I have always had the same answer: Taiwan.
“Taiwan? Why Taiwan?” everyone asks.
Very simple: Because Taiwan is an island in a typhoon-laden sea with no natural resources to live off of — it even has to import sand and gravel from China for construction — yet it has the fourth-largest financial reserves in the world. Because rather than digging in the ground and mining whatever comes up, Taiwan has mined its 23 million people, their talent, energy and intelligence — men and women.
I always tell my friends in Taiwan: “You are the luckiest people in the world. How did you get so lucky? You have no oil, no iron ore, no forests, no diamonds, no gold, just a few small deposits of coal and natural gas — and because of that you developed the habits and culture of honing your people’s skills, which turns out to be the most valuable and only truly renewable resource in the world today. How did you get so lucky?”
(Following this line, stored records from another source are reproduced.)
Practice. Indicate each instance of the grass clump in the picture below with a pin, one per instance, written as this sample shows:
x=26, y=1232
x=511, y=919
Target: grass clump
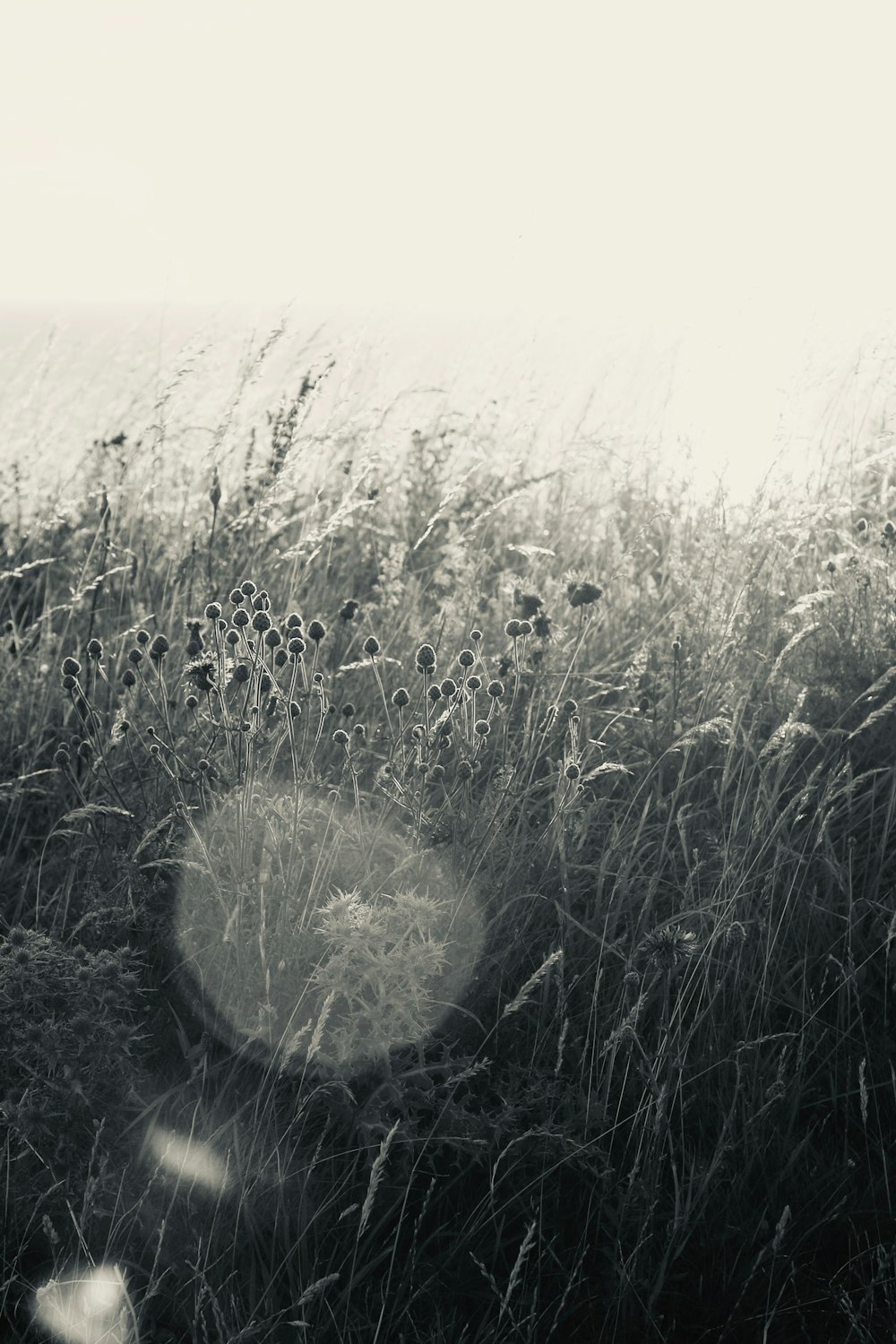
x=476, y=925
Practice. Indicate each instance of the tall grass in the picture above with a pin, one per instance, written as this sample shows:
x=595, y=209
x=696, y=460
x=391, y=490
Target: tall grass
x=447, y=898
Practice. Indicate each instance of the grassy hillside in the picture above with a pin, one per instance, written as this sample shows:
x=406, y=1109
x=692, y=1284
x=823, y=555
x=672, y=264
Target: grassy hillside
x=446, y=898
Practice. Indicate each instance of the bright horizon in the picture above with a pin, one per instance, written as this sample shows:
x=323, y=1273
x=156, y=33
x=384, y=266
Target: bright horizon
x=688, y=174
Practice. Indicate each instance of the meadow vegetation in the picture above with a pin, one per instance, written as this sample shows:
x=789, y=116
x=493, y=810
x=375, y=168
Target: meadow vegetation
x=562, y=800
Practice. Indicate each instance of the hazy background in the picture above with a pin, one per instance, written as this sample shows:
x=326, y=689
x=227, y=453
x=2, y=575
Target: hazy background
x=669, y=225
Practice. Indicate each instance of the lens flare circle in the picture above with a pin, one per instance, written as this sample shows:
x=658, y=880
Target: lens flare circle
x=314, y=935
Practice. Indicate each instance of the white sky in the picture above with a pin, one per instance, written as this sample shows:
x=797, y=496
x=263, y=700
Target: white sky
x=721, y=169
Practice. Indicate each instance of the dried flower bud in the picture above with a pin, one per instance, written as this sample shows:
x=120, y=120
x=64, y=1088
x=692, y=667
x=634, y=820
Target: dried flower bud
x=426, y=659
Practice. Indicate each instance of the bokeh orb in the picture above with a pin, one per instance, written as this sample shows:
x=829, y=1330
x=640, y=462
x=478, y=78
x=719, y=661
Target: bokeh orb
x=312, y=935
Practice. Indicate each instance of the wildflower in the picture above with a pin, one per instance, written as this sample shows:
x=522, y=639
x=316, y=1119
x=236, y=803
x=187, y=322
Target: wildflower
x=426, y=659
x=668, y=946
x=530, y=604
x=201, y=671
x=583, y=593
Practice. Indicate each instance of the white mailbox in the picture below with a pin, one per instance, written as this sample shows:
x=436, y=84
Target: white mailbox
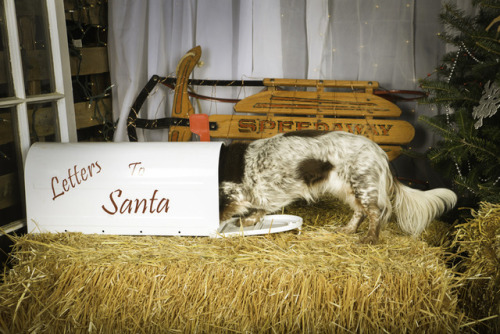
x=130, y=189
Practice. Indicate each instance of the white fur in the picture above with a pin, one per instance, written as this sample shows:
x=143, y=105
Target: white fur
x=360, y=176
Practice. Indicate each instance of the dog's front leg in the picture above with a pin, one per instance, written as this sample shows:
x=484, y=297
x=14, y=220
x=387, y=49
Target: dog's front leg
x=353, y=224
x=252, y=218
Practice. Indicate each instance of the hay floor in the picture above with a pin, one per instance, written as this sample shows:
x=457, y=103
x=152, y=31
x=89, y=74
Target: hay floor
x=315, y=281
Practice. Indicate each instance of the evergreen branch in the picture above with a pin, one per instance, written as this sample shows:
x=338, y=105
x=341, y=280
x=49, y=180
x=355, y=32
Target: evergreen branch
x=487, y=48
x=440, y=128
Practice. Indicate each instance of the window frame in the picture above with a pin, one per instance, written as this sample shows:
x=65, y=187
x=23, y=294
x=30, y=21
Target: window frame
x=61, y=98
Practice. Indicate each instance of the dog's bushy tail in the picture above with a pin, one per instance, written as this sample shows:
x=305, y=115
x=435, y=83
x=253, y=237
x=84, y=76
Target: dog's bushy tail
x=415, y=209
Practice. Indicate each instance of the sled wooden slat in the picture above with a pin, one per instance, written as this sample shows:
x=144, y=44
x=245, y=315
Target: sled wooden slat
x=382, y=131
x=341, y=104
x=182, y=106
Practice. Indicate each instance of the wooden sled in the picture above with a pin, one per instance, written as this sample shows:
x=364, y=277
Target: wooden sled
x=333, y=105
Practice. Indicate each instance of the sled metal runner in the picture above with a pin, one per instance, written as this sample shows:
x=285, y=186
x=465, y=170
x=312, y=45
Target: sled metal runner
x=355, y=108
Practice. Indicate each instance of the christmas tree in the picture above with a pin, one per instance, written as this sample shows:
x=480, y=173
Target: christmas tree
x=466, y=89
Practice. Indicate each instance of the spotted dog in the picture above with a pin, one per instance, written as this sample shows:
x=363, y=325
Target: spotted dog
x=267, y=174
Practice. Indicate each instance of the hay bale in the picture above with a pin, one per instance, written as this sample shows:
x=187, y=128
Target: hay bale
x=315, y=281
x=478, y=241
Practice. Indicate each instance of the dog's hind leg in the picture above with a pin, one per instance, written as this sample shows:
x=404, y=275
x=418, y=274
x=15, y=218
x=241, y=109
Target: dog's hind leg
x=373, y=212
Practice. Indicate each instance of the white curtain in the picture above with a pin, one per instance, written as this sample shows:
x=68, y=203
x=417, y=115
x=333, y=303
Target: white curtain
x=390, y=41
x=393, y=42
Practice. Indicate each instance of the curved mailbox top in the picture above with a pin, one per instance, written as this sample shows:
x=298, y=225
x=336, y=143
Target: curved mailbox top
x=123, y=188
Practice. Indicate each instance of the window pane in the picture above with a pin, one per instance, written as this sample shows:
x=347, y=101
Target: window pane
x=42, y=120
x=10, y=195
x=5, y=73
x=35, y=48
That, at least, was my gut instinct. However, now we have proof.
A team from the Organisation for Economic Cooperation and Development (OECD) has just come out with a fascinating little study mapping the correlation between performance on the Program for International Student Assessment (PISA) exam — which every two years tests math, science and reading comprehension skills of 15-year-olds in 65 countries — and the total earnings on natural resources as a percentage of GDP for each participating country. In short, how well do your high school kids do on math compared with how much oil you pump or how many diamonds you dig?
The results indicated that there was a “a significant negative relationship between the money countries extract from national resources and the knowledge and skills of their high school population,” said Andreas Schleicher, who oversees the PISA exams for the OECD. “This is a global pattern that holds across 65 countries that took part in the latest PISA assessment.”
Oil and the PISA do not mix. (See the data map at www.oecd.org/dataoecd/43/9/49881940.pdf)
As the Bible says, Schleicher added: “Moses arduously led the Jews for 40 years through the desert — just to bring them to the only country in the Middle East that had no oil. But Moses may have gotten it right, after all. Today, Israel has one of the most innovative economies and its population enjoys a standard of living most of the oil-rich countries in the region are not able to offer.”
So hold the oil and pass the books.
According to Schleicher, in the latest PISA results, students in Singapore, Finland, South Korea, Hong Kong and Japan stand out as having high PISA scores and few natural resources, while Qatar and Kazakhstan stand out as having the highest oil rents and the lowest PISA scores. (Saudi Arabia, Kuwait, Oman, Algeria, Bahrain, Iran and Syria stood out the same way in a similar 2007 Trends in International Mathematics and Science Study test, while, interestingly, students from Lebanon, Jordan and Turkey — also Middle East states with few natural resources — scored better.)
Also lagging in recent PISA scores were students in many of the resource-rich countries of Latin America, such as Brazil, Mexico and Argentina. Africa was not tested.
Canada, Australia and Norway — countries that also have high levels of natural resources — still score well on PISA, in large part, Schleicher said, because all three countries have established deliberate policies of saving and investing these resource rents and not just consuming them.